University Of Illinois At Urbana-Champaign, Urbana IL

Investigators

Abstract

Numerical modeling of geotechnical problems is used routinely in major construction projects. These models and simulations involve nonlinear analysis of staged construction for open-cut excavations, tunnels, slopes, and similar engineered structures. The most important and difficult part of these computer simulations is the representation of the constitutive behavior of the soil strata. In current engineering practice, the engineer selects an existing constitutive model and calibrates its parameters to match the results of few laboratory material tests. The tests do not generate information on important aspects of the soil behavior, which are relevant for a field problem. Often the results of numerical simulation using the calibrated constitutive models do not match the field measurements. Ad hoc methods are used to select and adjust the constitutive model and its properties to match field performance.

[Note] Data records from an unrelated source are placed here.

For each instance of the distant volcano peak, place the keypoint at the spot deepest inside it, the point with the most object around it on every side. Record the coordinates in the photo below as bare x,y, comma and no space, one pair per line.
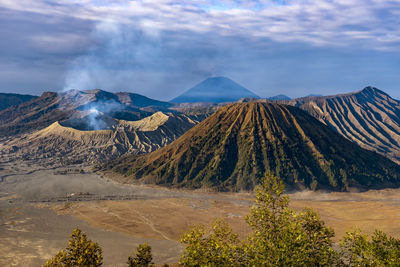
216,90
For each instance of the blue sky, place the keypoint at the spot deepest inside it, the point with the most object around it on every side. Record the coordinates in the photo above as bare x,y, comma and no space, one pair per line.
160,48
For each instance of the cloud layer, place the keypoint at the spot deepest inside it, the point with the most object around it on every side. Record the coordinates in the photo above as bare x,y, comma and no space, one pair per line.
161,47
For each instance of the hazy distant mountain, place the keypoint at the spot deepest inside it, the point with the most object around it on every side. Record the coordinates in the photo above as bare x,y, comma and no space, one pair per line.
8,100
216,90
279,97
311,95
370,118
63,143
232,149
50,107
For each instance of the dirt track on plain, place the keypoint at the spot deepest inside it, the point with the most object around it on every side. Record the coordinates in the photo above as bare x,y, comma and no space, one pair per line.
39,208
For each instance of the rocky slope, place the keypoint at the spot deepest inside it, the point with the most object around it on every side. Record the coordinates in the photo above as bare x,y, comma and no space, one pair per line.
370,118
234,147
8,100
61,144
50,107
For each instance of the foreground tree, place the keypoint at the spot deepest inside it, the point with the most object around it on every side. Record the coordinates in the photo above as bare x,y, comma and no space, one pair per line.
142,257
80,252
220,247
281,237
378,250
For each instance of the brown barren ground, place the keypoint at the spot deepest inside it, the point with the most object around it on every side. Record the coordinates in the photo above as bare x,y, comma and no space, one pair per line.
36,215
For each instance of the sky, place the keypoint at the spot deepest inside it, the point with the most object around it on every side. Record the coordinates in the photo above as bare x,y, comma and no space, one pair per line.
160,48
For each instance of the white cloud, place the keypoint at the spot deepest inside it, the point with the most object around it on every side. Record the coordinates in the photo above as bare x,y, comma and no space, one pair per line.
316,22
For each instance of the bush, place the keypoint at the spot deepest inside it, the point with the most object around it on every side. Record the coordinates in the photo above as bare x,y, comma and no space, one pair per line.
80,252
142,258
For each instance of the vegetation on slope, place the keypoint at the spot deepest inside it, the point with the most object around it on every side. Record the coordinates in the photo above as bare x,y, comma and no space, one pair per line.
231,150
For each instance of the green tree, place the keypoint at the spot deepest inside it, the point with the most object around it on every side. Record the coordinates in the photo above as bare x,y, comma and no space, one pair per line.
219,247
358,249
142,257
282,237
80,252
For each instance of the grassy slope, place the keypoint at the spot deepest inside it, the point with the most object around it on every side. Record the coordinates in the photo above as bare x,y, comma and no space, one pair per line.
232,149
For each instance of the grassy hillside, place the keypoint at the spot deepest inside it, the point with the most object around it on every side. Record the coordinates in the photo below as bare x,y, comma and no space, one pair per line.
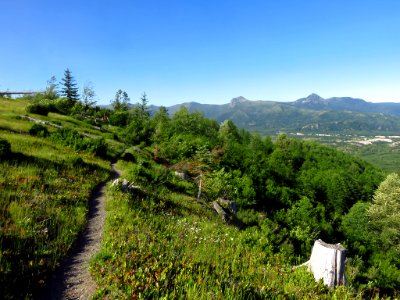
44,189
163,237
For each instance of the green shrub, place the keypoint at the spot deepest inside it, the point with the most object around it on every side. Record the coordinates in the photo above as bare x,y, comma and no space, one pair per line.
5,148
38,108
39,130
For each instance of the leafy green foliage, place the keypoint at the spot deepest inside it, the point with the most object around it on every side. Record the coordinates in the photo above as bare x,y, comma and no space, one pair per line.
5,148
73,139
69,88
38,108
39,130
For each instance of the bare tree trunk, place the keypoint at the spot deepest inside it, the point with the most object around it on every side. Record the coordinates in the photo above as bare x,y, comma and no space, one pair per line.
327,261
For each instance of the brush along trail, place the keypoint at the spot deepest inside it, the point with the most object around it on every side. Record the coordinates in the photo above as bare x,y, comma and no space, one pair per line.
73,279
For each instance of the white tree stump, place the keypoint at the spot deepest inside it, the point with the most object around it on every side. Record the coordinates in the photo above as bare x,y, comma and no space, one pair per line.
327,261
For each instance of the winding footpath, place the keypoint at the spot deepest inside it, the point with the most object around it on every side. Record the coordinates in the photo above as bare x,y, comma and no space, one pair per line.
73,280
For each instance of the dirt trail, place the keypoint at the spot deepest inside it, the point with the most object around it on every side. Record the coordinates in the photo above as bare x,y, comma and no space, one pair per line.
73,280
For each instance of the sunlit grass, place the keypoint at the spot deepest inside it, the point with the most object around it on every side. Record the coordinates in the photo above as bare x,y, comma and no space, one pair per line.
44,193
159,243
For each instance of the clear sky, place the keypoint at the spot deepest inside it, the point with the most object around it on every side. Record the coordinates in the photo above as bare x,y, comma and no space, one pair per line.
207,51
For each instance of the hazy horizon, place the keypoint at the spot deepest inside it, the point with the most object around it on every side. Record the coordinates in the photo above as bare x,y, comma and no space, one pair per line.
206,52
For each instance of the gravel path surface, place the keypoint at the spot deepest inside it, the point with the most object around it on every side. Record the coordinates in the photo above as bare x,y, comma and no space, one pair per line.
73,280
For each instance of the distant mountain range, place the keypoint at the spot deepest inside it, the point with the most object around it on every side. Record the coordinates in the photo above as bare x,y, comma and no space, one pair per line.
310,114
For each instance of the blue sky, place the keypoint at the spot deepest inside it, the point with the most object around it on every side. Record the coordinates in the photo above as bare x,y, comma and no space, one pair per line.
205,51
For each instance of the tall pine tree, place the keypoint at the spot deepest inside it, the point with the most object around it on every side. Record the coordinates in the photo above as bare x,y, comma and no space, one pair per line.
69,89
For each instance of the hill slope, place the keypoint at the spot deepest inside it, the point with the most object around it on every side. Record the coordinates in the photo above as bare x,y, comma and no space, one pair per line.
311,114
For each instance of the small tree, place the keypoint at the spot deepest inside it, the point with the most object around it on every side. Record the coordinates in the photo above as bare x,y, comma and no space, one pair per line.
88,96
69,89
51,89
121,101
143,109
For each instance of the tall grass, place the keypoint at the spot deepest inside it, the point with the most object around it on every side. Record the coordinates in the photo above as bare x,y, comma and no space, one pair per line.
162,244
44,193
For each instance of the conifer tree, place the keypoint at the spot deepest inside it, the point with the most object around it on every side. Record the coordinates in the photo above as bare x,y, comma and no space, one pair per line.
69,88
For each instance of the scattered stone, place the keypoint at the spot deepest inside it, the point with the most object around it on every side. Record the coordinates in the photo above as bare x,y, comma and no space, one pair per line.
327,262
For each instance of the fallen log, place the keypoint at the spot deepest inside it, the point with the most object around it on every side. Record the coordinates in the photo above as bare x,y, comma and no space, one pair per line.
327,262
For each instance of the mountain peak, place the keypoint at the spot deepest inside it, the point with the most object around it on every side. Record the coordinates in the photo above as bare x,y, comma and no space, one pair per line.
311,100
238,100
314,98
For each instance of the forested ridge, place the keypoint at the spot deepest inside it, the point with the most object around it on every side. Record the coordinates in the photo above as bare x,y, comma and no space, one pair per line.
163,239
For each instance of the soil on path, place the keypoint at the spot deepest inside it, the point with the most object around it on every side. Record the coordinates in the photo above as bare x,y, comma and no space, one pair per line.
73,280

We propose a novel, powerful and systematic method to calibrate the constitutive model of the soil behavior directly from field measurements. We will apply the autoprogressive method; a neural network based methodology that has been proposed by Ghaboussi and his co-workers, to the modeling of staged construction for a deep braced excavation. A neural network (NN) material model will represent the constitutive model of the soil behavior and will be calibrated using laboratory test and observed field behavior of excavations. Initially, the proposed methodology will be applied to synthetically generated "field measurements" from numerical simulations of deep excavations. The synthetic data will include wall lateral displacements and surface settlements. A classical bounding surface plasticity model will be used to represent clay behavior to generate the synthetic data. As a verification of the proposed approach, the soil behavior computed by the trained NN constitutive model can be compared to the classical soil model. The proposed methodology will then be applied to field measurements from deep excavations in Boston Central Artery/Tunnel CA/T project. The NN material will learn the constitutive model of the soil behavior directly from field measurements of deformations. The proposed approach can be applied to problems other than open-cut excavations. The approach will potentially greatly enhance the numerical modeling of geotechnical problems. Field observations and "local experience" can then be directly and systematically incorporated into numerical models.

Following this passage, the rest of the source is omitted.